Remote Administration in Terms of an Accommodation
Framing remote administration in terms of an accommodation puts it on equal footing with accommodations like read-aloud and extended time – which is not to say that remote administration would follow the eligibility guidelines for accommodations and be provided to students based on their inclusion in groups like students with disabilities and English language learners. Instead, treating remote administration like an accommodation means there would be clear criteria that define what conditions must exist in order for students who test remotely to have fair access to the tested content.

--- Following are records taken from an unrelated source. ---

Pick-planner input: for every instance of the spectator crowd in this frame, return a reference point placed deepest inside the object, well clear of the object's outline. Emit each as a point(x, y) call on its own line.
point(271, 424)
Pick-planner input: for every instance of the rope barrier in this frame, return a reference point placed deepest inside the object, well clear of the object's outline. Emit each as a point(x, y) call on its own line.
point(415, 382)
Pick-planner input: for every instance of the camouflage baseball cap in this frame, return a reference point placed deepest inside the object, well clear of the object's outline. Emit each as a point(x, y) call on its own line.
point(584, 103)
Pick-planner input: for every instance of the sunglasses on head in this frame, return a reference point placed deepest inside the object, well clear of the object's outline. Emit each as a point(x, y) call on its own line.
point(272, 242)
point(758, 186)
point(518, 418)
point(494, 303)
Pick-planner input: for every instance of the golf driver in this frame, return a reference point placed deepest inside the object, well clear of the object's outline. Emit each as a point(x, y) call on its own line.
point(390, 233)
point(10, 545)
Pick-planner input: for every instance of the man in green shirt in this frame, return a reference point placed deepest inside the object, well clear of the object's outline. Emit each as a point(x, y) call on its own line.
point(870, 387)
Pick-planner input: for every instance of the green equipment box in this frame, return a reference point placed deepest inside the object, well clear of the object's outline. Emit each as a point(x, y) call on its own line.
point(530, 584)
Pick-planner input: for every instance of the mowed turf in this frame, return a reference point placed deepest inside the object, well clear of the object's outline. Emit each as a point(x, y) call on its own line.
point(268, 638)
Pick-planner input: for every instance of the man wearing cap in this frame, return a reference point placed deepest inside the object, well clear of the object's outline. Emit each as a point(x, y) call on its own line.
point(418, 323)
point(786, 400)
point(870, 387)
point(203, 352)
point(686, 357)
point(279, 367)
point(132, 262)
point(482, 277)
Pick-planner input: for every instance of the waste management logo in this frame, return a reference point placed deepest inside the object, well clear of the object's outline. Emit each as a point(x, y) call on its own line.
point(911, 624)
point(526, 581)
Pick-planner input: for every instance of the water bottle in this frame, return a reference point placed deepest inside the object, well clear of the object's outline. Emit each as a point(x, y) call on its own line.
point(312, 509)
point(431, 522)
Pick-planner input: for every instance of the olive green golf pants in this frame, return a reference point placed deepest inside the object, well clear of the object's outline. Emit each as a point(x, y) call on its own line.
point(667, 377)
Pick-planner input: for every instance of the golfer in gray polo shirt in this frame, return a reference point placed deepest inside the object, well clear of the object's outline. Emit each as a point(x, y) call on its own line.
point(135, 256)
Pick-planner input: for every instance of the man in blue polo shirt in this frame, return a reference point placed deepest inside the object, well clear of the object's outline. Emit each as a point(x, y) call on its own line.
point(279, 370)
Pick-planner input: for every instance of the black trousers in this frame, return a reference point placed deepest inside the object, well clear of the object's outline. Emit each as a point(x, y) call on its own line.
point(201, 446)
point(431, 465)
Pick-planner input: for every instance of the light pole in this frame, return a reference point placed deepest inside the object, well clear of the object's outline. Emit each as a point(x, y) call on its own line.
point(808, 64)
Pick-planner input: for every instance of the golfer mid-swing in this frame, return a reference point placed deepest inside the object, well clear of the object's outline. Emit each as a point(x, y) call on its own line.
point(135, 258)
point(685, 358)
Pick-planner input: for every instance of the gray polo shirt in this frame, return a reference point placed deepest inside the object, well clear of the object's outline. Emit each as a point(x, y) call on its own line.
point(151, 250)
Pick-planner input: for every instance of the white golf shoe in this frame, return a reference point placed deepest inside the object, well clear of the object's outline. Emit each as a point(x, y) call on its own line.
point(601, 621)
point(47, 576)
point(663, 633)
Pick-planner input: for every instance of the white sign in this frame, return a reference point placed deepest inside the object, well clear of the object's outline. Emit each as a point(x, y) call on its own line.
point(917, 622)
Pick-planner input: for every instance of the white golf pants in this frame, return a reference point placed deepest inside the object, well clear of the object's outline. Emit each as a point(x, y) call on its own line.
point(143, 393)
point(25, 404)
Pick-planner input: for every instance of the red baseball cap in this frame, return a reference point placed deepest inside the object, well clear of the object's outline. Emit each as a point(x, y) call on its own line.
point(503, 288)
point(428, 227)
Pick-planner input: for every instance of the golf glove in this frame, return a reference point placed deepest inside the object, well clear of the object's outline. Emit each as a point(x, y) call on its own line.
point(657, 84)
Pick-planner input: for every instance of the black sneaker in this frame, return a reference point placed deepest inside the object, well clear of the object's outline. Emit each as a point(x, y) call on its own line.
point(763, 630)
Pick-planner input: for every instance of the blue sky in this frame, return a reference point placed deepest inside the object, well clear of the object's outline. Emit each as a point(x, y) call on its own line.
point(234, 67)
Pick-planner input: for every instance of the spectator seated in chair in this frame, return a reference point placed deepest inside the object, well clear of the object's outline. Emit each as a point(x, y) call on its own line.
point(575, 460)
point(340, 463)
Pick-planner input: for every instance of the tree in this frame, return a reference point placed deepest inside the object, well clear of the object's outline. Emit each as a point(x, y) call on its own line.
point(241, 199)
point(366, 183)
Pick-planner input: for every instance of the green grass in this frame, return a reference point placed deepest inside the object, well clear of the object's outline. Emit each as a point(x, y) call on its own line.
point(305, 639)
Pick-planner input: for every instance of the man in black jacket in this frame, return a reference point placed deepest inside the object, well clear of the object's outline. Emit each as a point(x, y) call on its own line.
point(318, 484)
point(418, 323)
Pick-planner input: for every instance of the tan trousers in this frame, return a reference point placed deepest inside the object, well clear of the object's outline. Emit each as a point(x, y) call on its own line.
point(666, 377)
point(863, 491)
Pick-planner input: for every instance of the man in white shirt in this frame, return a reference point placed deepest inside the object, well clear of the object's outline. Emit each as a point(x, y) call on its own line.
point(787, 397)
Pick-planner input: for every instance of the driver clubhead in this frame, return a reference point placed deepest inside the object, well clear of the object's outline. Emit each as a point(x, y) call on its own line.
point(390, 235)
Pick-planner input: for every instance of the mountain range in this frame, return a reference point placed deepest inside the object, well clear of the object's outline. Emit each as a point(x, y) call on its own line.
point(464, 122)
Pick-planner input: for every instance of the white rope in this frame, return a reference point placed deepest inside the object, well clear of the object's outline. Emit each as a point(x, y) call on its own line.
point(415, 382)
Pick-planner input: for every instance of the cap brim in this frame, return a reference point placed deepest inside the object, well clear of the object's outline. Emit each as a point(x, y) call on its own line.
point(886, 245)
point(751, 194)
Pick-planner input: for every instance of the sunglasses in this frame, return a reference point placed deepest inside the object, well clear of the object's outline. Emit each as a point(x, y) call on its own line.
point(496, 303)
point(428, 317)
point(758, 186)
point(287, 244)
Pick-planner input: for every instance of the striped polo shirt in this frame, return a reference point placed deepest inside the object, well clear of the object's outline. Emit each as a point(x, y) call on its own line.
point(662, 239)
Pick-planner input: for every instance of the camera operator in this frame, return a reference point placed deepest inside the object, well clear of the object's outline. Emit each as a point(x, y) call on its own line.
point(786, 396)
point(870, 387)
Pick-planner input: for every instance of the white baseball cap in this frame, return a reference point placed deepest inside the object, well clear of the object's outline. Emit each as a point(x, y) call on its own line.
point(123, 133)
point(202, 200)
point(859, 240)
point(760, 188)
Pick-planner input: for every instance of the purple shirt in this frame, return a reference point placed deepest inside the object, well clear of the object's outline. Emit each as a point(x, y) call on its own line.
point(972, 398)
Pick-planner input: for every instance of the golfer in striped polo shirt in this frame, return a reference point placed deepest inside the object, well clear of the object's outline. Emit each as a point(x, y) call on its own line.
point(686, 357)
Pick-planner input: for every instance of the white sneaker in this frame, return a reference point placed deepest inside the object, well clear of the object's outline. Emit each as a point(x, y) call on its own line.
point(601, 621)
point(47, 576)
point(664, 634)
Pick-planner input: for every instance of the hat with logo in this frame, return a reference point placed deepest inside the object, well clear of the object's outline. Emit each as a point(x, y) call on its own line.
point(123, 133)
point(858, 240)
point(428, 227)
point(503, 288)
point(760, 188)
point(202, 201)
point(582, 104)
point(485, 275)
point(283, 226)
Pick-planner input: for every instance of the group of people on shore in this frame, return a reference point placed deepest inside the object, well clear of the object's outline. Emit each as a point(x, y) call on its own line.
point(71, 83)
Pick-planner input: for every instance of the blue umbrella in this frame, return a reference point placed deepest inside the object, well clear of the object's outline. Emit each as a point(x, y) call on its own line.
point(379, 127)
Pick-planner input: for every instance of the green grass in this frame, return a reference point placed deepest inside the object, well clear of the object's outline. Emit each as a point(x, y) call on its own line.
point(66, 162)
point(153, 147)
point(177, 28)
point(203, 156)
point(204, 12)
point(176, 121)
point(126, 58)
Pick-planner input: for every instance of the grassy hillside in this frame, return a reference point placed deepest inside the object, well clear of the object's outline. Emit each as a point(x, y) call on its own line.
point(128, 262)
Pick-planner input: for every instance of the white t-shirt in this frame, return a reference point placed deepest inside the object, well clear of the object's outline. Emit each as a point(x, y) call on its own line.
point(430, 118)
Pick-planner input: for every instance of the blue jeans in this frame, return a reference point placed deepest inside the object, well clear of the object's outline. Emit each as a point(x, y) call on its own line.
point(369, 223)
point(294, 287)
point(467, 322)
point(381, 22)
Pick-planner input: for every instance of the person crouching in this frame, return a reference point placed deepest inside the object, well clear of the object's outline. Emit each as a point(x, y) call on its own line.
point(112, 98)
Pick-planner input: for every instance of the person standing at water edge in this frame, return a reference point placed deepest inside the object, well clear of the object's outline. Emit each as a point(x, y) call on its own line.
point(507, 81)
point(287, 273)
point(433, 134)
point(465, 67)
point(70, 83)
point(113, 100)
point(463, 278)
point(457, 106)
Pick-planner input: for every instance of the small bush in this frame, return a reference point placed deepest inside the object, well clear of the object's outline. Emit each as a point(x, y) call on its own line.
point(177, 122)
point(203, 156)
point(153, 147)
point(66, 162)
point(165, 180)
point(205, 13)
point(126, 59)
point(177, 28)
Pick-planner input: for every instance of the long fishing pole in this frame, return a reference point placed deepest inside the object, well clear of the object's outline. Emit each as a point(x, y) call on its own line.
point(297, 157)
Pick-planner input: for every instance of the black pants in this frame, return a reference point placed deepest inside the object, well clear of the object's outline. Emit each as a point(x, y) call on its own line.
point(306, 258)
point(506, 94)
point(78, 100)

Thus, the state would need to lay out the criteria upon which students would be eligible for remote administration, and decisions would likely be made on a case-by-case basis. In doing so, the key question becomes whether remote administration introduces too much construct irrelevant variance for eligible students. The impact of such construct irrelevant variance may be difficult to define, as there are construct irrelevant factors associated with remote testing that could have a negative impact on scores (e.g., poor testing environment, problematic internet access, less than ideal devices) and factors that could have a positive impact on scores (e.g., cheating, well-intentioned help from parents). Post hoc empirical analyses, perhaps patterned on so-called “differential boost” analyses (e.g., Sireci, Scarpati, Li, 2005), could help tease out whether student scores are systematically impacted by remote administration.
Planning for Remote Administration
Likely, any given state’s approach will draw from both framings, treating remote administration as a mode in some ways and as an accommodation in others. From the mode perspective, a state implementing remote administration should:
- Develop processes and procedures that accompany a new mode of assessment. For remote administration, these processes and procedures include ensuring that the platform works – and works across the multitude of devices students may use, providing students with the opportunity to familiarize themselves with the platform, implementing proctoring, defining assessment windows, ensuring students can log on and take the test, and that students are supported while they take the test.
- Define the conditions under which scores from a remote test administration can be used interchangeably (or, more generally, whether scores will be used interchangeably) and work to ensure that these conditions are met.
- Plan and conduct analyses to determine whether a mode effect exists, and if so, what the state response will be if mode effects are discovered (e.g., will mode adjustments be made?).
From the accommodations perspective, a state implementing remote administration should:
- Consider what students are eligible for online testing, be it a decision based on individual need or the instructional formats selected by schools or districts.
- Establish criteria for minimizing the introduction of construct irrelevant variance, including internet access, an appropriate device, and a conducive testing environment.
In summary, choices made about the availability and implementation of a remote administration option will push a state’s approach toward one of these two framings. The support required to implement a successful remote solution is likely to be substantial, so those considering remote test administration should begin planning now. Drawing from current practice on modes and accommodations, identifying where current practice falls short, and working to implement solutions where practice falls short will be key in ensuring that a remote solution is successful.